La gauche, grâce à Lionel Jospin, avait déjà donné à la France l’inoubliable figure de «l’austère qui se marre». François Hollande vient de lui ajouter la rigueur qui délivre du mal.

Car, dans la déclaration élyséenne sus-reproduite, tout est dit et tout est affaire de morale. D’un côté, le camp du bien, celui dont la politique de rigueur n’est pas une question d’idéologie mais de bonne foi et même de foi tout court. Gouvernés par des dirigeants agissant pour la justice, c’est en pensant à l’égalité sociale et aux lendemains qui chantent que les Français devront se serrer la ceinture.

De l’autre côté : les méchants de droite, qui veulent punir, faire souffrir le peuple par pur plaisir ou pour assouvir d’obscurs desseins de promotion des inégalités sociales.

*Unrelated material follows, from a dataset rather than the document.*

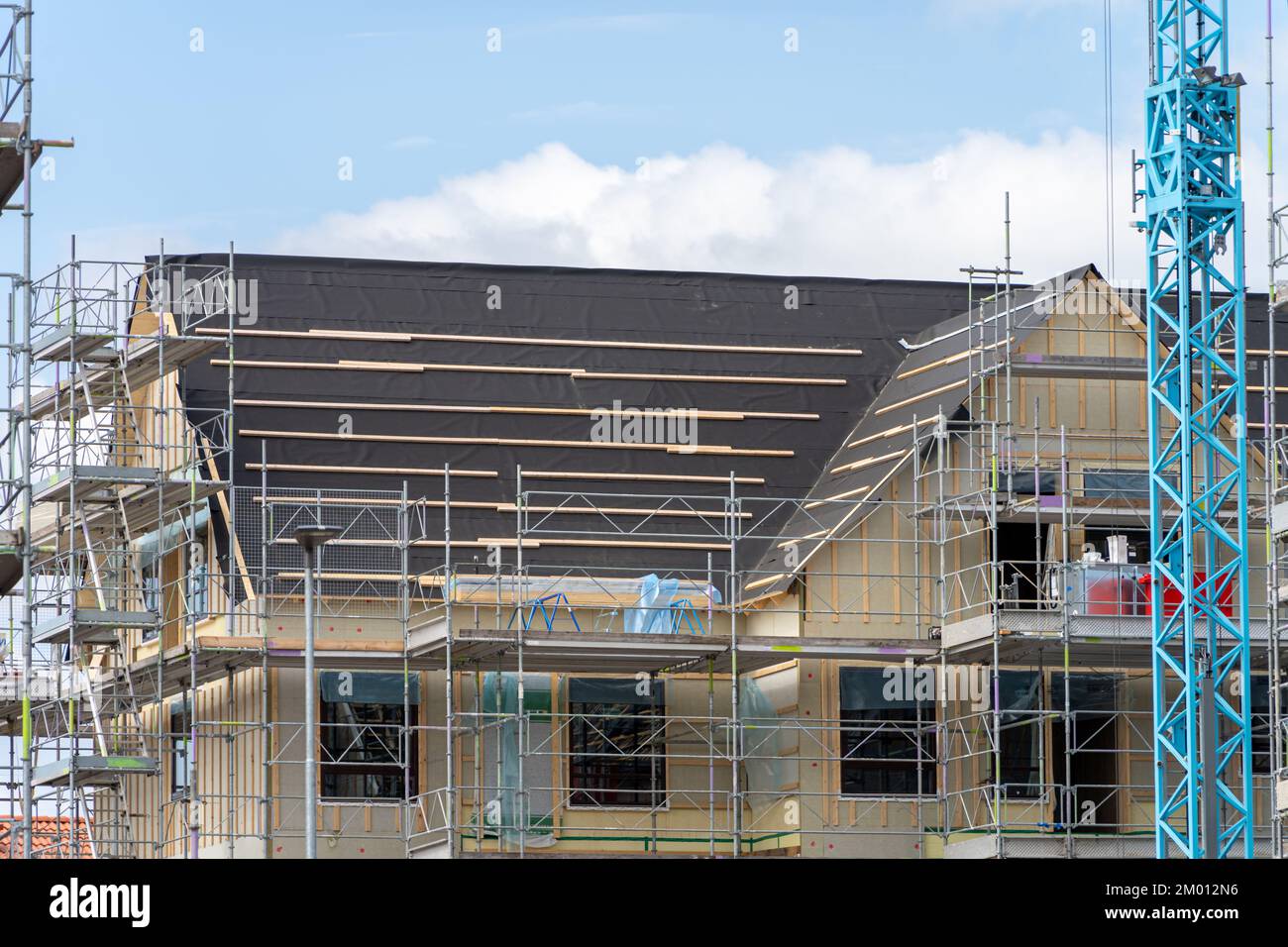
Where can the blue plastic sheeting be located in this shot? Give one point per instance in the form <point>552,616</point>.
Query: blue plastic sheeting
<point>652,613</point>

Du côté des gentils, la rigueur «s’il y en a une» (mais est-ce vraiment de la rigueur puisqu’elle n’est là que pour le bien public ?), ne va pas durer. Rapidement, elle s’arrêtera car l’horizon est toujours lumineux et dégagé pour qui croit à la bonne volonté de la gauche et de ses dévoués dirigeants. On ne sait précisément quand cette félicité reviendra, mais le temps est aboli quand on est dans la Vérité.

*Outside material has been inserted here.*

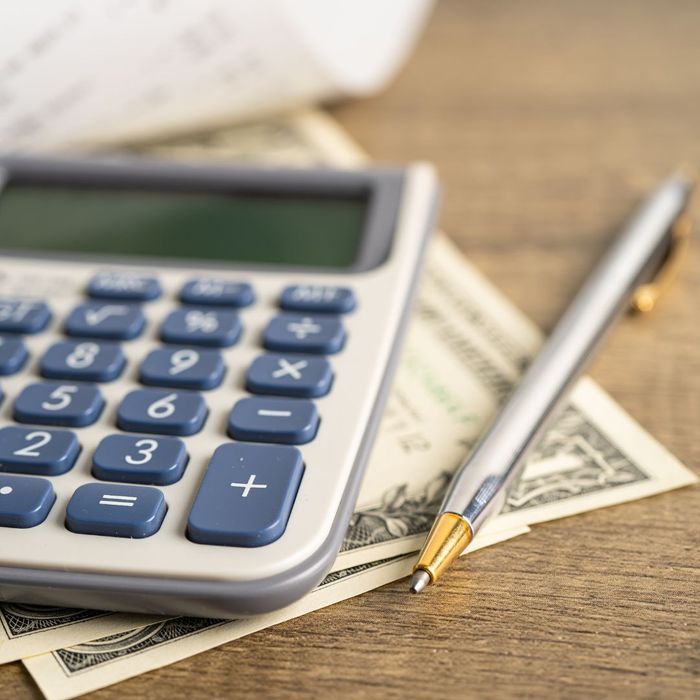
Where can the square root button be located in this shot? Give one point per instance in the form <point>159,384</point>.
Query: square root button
<point>246,496</point>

Du côté des méchants, on frémit devant les sombres perspectives d’une rigueur sans fin qui s’abîme dans une terrifiante austérité. C’est un gouffre sombre et noir dont on ne peut voir le fond.

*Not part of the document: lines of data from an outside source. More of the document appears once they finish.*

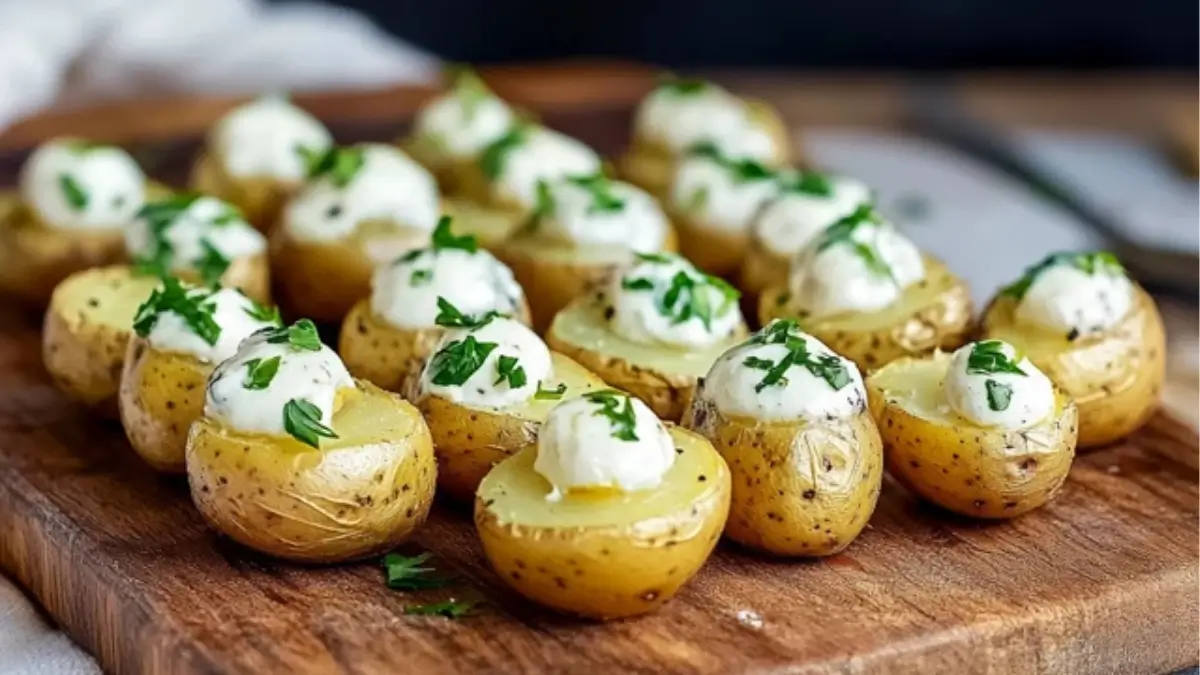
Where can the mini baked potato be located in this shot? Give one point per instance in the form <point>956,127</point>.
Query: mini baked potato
<point>579,554</point>
<point>87,330</point>
<point>979,471</point>
<point>1114,375</point>
<point>804,454</point>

Point n’est besoin de trop lever le voile du discours pour retrouver les figurations du paradis et de l’enfer qui conditionnent la vision sociale de cette gauche française qui, il y a une ou deux générations à peine, baignait encore dans un catholicisme un peu rudimentaire.

Si vous souffrez mais que vous êtes dans la vraie foi, celle qui adhère au Dieu PS dont François Hollande est le nouvel apôtre, c’est pour votre bien. La fin de la crise est pour bientôt, vous serez à nouveau dans l’extase. Il y a un bien en soi et pour soi : la gauche est son incarnation comme la droite sa négation.

Il est extrêmement inquiétant, qu’un mois à peine après son arrivée aux affaires, le président de la République en soit déjà à déserter le champ de la rationalité pour tenter de se justifier par la simple morale. Bientôt, en bon dogmatique, il nous expliquera que ses échecs et ses déboires ne sont pas dûs à ses erreurs mais aux menées de ses opposants. Puisqu’il est dans le bien, il ne saurait se tromper. A ce rythme, la logique de diabolisation de l’adversaire politique ne va pas tarder à se mettre en action. On nous parlera de mur d’argent, de déloyaux émigrés, de complot ploutocratique. Les démons de la droite devront être combattus par les tenants de la vraie foi.

Que les grenouilles du bénitier socialiste se réjouissent : depuis l’élection de leur nouveau pontife, il ne fait que pleuvoir sur la fille aînée de l’Eglise.